Spanish, Mexican, and American expansion greatly impacted Indian land tenure. Extensive land loss and change in land use occurred during the American period prior to 1891. After the Treaty of Guadalupe Hidalgo (1848) which guaranteed existing Indian property rights, the United Stated failed to confirm Indian ownership. Although the Indians failed to obtain legal title to their land, they were not physically removed until after 1865. Increasing American settlement led to the divestment of Indian land and the establishment of reservations.

Indian land tenure in Southern California has its legal basis in federal legislation enacted during the last two decades of the nineteenth century.

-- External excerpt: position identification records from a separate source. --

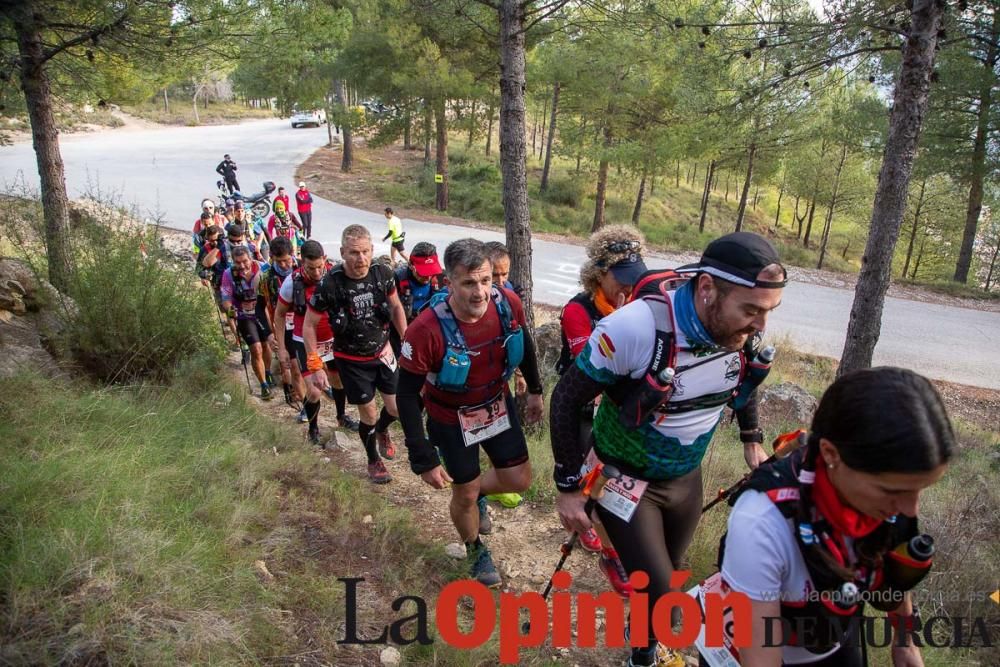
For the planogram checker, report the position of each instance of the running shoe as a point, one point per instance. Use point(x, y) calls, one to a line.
point(378, 474)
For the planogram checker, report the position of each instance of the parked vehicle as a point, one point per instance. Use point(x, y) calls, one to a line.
point(315, 117)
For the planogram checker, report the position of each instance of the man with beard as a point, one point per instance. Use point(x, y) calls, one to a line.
point(707, 331)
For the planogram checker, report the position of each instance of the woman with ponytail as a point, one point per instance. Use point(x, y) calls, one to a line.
point(817, 534)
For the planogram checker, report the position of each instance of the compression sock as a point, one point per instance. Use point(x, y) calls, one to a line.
point(384, 420)
point(312, 413)
point(340, 400)
point(367, 433)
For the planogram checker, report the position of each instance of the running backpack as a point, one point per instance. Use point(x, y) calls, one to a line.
point(454, 373)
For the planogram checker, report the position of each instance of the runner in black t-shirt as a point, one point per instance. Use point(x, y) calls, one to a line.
point(361, 302)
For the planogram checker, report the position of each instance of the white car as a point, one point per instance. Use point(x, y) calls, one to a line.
point(316, 117)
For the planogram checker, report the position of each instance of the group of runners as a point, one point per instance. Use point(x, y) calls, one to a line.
point(650, 363)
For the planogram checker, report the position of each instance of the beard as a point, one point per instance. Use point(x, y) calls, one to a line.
point(724, 335)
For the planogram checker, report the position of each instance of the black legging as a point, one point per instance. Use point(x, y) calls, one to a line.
point(659, 534)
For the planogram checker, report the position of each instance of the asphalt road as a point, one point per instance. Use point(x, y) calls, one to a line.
point(165, 172)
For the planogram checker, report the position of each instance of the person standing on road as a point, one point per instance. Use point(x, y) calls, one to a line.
point(655, 431)
point(303, 204)
point(359, 300)
point(240, 284)
point(227, 169)
point(282, 196)
point(395, 236)
point(459, 354)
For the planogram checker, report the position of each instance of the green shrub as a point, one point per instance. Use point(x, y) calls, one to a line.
point(566, 191)
point(138, 318)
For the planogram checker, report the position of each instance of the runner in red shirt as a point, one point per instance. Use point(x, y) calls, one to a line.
point(460, 353)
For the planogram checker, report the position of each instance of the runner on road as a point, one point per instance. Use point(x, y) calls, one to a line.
point(460, 354)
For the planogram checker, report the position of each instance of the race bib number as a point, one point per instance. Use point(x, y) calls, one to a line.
point(716, 656)
point(621, 496)
point(388, 358)
point(482, 422)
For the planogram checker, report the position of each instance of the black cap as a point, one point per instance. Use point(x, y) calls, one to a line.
point(628, 269)
point(738, 258)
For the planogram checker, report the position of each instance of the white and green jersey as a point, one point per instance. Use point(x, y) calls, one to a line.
point(673, 440)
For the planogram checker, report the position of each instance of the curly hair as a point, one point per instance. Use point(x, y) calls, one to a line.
point(600, 255)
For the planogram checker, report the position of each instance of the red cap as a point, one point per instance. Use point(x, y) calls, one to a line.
point(425, 262)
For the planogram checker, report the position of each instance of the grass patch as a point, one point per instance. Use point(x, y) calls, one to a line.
point(182, 113)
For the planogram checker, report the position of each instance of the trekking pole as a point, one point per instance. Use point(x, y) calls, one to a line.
point(593, 488)
point(783, 445)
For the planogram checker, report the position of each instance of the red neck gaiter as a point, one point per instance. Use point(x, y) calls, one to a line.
point(845, 520)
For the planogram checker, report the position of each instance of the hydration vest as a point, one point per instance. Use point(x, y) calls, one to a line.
point(457, 362)
point(780, 482)
point(655, 293)
point(565, 356)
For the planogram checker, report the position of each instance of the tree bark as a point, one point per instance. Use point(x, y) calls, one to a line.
point(441, 165)
point(638, 199)
point(908, 110)
point(833, 206)
point(346, 137)
point(993, 263)
point(45, 141)
point(428, 123)
point(472, 125)
point(916, 225)
point(975, 206)
point(741, 211)
point(602, 183)
point(549, 139)
point(704, 196)
point(517, 218)
point(781, 193)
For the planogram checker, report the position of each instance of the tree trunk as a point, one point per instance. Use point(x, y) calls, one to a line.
point(781, 192)
point(920, 256)
point(916, 225)
point(549, 139)
point(428, 123)
point(602, 183)
point(993, 264)
point(441, 166)
point(812, 212)
point(975, 206)
point(833, 205)
point(638, 199)
point(517, 220)
point(45, 140)
point(545, 120)
point(472, 125)
point(346, 138)
point(704, 196)
point(489, 129)
point(741, 211)
point(908, 111)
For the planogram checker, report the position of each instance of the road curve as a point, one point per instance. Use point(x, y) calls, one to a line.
point(164, 172)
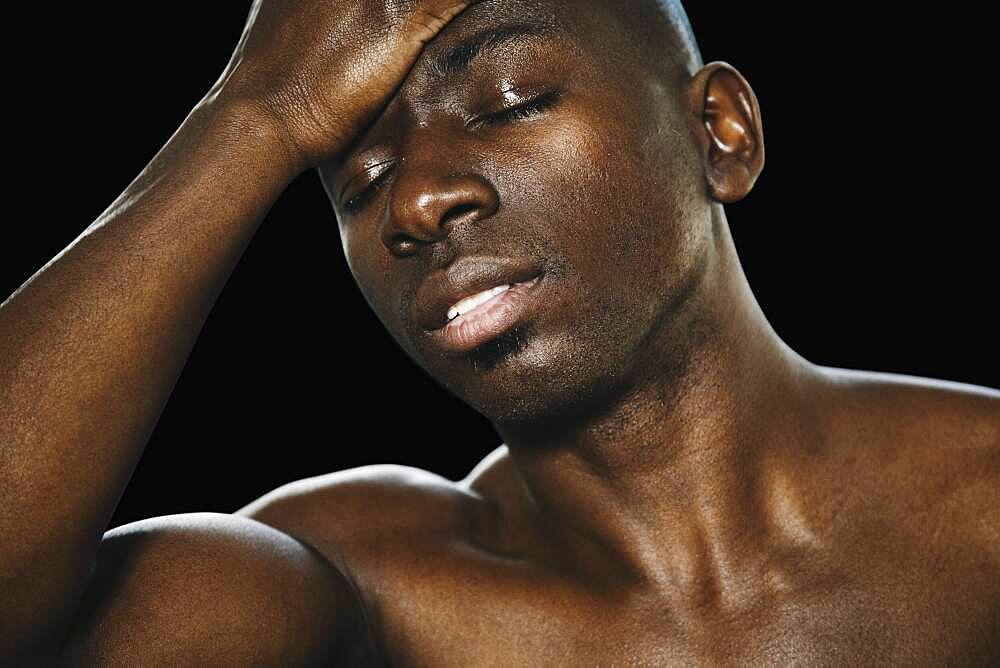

Chapters in the book discuss the laws providing for the establishment of Indian reservations, public domain homesteads, and allotments. They also detail many contemporary problems involving each type of tribal or individual property right.

Significantly, Shipek points out that many Indians in Southern California initially supported the federal policy of allotment. This short-lived advocacy occurred because allotment was consistent with their traditional land use pattern of individual ownership. However, the federal government’s insistence that the allotted parcels must be a uniform rectangular shape did not recognize existing individual and family land ownership rights. As a result, a powerful and successful resistance to allotment developed. An interesting question raised by her research is why was local opposition so effective in stopping allotment whereas Indians in other areas of the United States were unable to halt it.

Indians in Southern California retained trust ownership of more than 70 percent of their allotted lands, and thus fared better than Native Americans in other areas. Shipek suggests that the reason for this lay with the tribes unique and traditional system of individual ownership. However, without documentation dating on the amount of land allotted prior to 1906, her argument loses some of its potency.

The book is an invaluable source for studying Indian history, particularly that of Indians residing in San Diego County and Southern California. It provides a significant contribution since few written studies exist on the Indians of this region during the twentieth century. Somewhat distracting is the stylistic format used in printing the book in which paragraph margins and the standard margins are reversed. Nonetheless, Shipek’s volume is a must for both students and scholars.